Can this be frozen and if so,before or after its cooked?
Just made this and it was AMAZING!
Thank for for this great recipe…keep them coming!
Hi Robin, happy you enjoyed the dish! And thank you for taking the time to leave a review!
Hi Stella “I love my Life” and love your recipes. I will be making your Chicken Zucchini Bake over the weekend. This is a healthy recipe; can’t wait to try it.
Exactly which Dano Cheesoning goes in this recipe, I will purchase before making the recipe.
Hi Sharlene, I apologize that I just saw this comment now! I used the DanO’s Cheesoning Seasoning here.
You could use some of the other Dan’Os seasonings, like the Original, or Spicy or Chipotle for some added spice, or even the Crunchy seasoning. They are all great!
Thank you for another delicious recipe. This was delicious.
This was the first recipe I tried from your homepage (saw it on YouTube shorts 🙂 ) and it was delicious, sticking only to your recipes ever since! You have really helped me to incorporate more vegetables in my family’s meals – all recipes are easy to follow and rich with flavors, love it!
Hi Inese, Thank you SO much! I’m happy the recipes are being enjoyed! And I hope you enjoy more!
Made this for my family tonight! Delicious !! I added extra onions when i sautéed the mushrooms and zucchini and also roasted tomatoes to give it a little color ! Definitely a keeper!
HI Linda, I’m so glad everyone enjoyed the dinner! And thanks for sharing your feedback with us! Cheers!
All your recipes I have tried have been amazing bi am not a fan of Parmesan cheese. Could I leave it out or should I replace with something? Will it still get the same texture? Thanks.
Hi Shelly, you can leave it out or sub in nutritional yeast instead.
thank you for trying my dishes out btw! Cheers!
This recipe is amazing! I’ve made it as is, and also have used just zucchini, peppers and onions (no meat) and sometimes I switch up the cheeses, depending on what I have on hand and it’s always delicious. Thank you!
HI Wendy, Glad you tried the bake and liked it! Thanks for sharing your feedback with us!

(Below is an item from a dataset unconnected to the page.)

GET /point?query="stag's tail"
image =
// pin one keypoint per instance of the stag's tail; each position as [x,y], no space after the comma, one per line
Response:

Yay! This low carb recipe is a winner! I made it just as written and used Herbes de Provence for my Italian spice. Definitely will make this over and over again.
I want to try this dish. Sounds perfect for the cooler weather we are having. Would it ruin the dish if I used lowfat or non fat cheese?

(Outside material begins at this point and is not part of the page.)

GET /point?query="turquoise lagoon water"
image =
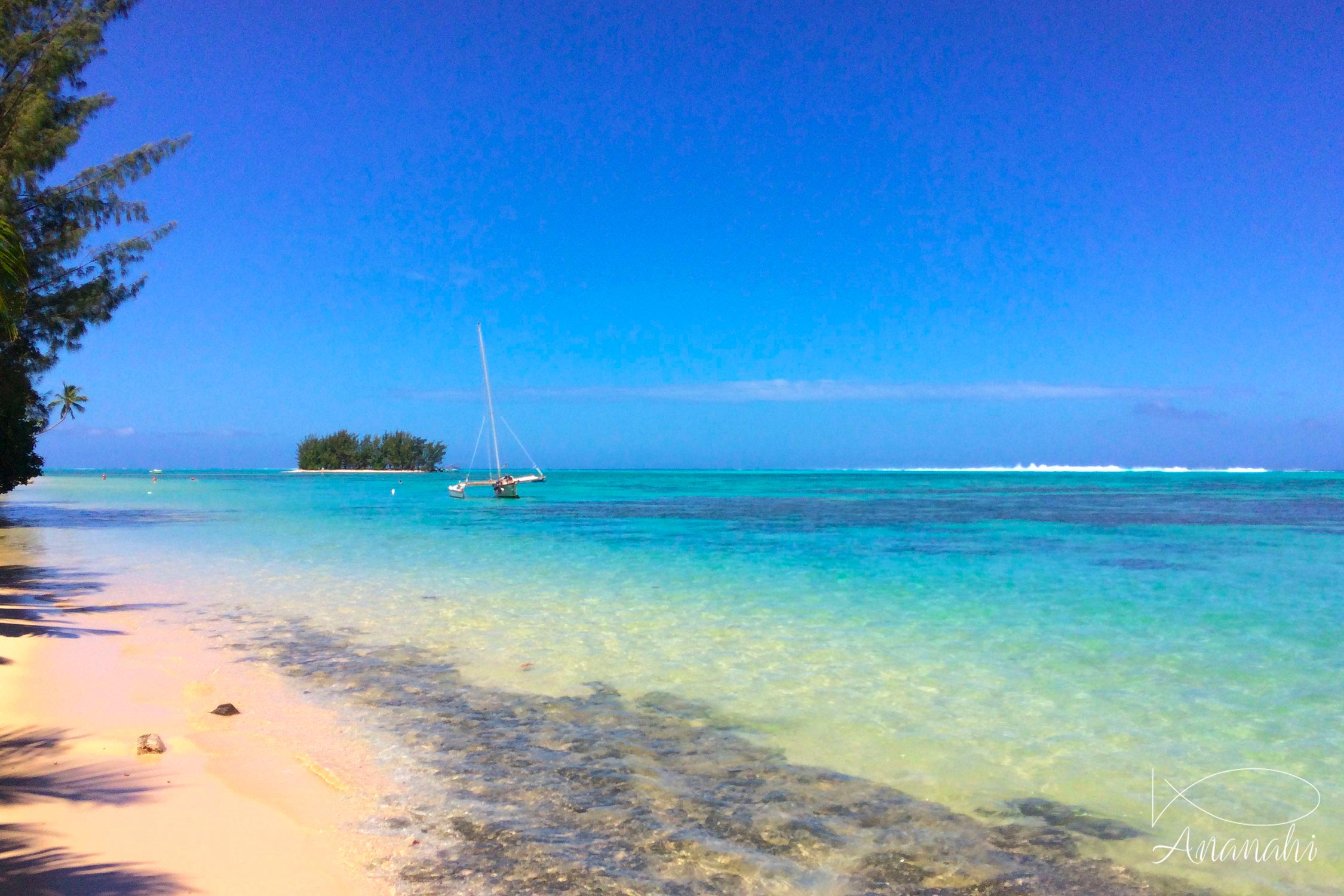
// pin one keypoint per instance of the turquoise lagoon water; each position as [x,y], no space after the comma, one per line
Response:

HI anne, should work just fine with low fat! Enjoy!
Delicious!! Easy great recipe.
HI Lisa, thanks so much for trying it out!
Making this for dinner tonight
Hi Jessica, hope it was enjoyed!
Fabulous flavors! I had half baby bellas and half white button mushrooms. I also had 1/2 a bag of three Italian cheeses for part of the cheese filling. I think this would be a fabulous way to use leftover rotisserie chicken to ease the prep. Love your content!

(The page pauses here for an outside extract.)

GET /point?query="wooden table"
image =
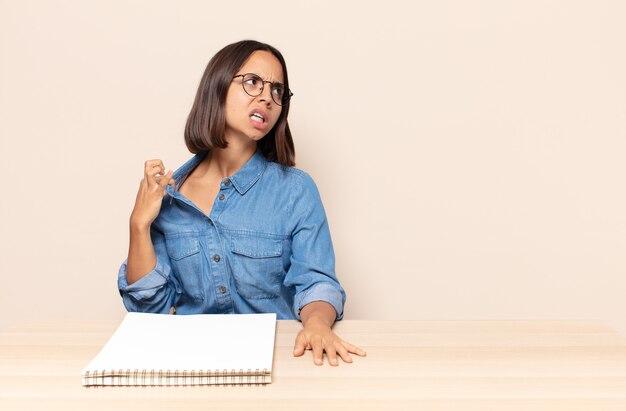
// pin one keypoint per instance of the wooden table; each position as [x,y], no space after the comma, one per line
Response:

HI Lynda, I think that’s a great idea to use the leftover rotisserie chicken! Thanks for sharing and the kind feedback!
I made this for supper tonight and it was delicious! My husband said, “This is so good, I could eat it everyday!”
HI Carol, Wow thank your husband for the great comment and your kind feedback!
Could I assemble this in the morning and bake later in the day for dinner?
HI Lisa, yes absolutely! Just make sure you refrigerate!